1 Sam 1, 24-28
El texto del A.T. que hemos escuchado es una promesa que encontrará realización y cumplimiento en el N.T.
De nuevo nos encontramos con un nacimiento maravilloso, alguien que va a ser salvación para el pueblo de Dios, se manifiesta como especialmente originado por Dios y consagrado a su servicio.
Ana era estéril y Dios le concedió el hijo anhelado. Ahora sube al santuario de Siló a cumplir su promesa. El niño Samuel quedará consagrado al Señor. El cántico de Ana lo utilizamos hoy como salmo responsorial.
Lc 1, 46-56
Encontramos un enorme paralelo entre el cántico de Ana y el de María que hoy escuchamos en el evangelio. María expresa su propia situación de gratitud ante la acción salvífica de Dios que se va manifestando en forma cumbre en ella.

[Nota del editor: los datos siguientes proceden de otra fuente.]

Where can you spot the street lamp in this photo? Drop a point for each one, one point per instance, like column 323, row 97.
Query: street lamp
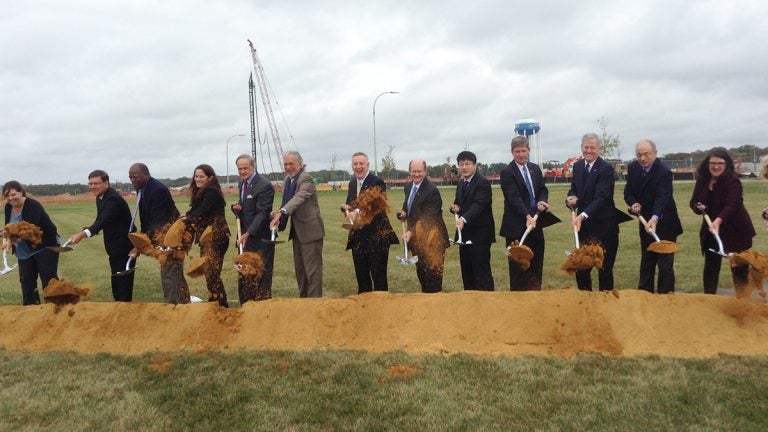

Es el gozo por el encuentro de la grandeza salvífica de Dios con la pequeñez de su sierva, la alegría de saberse objeto del amor infinito de Dios que se va manifestando en la historia de la salvación, la alegría de saberse en el centro de esa historia de la salvación, la alegría de saberse en el centro de esa historia en la que se cumplen las promesas «en favor de Abraham y su descendencia», pero que se prolongará «para siempre»: «dichosa me llamarán todas las generaciones».
El canto de María es la versión mariana de las bienaventuranzas. Nos dice María: felices y dichosos los pequeños, los humildes; bienaventurados los que creen en las promesas del Señor, los que se abren a su misericordia.
En nuestra Eucaristía, creamos en el Señor, Rey y Piedra angular. Creamos en su salvación que se inclina al barro de nuestro origen y lo transforma.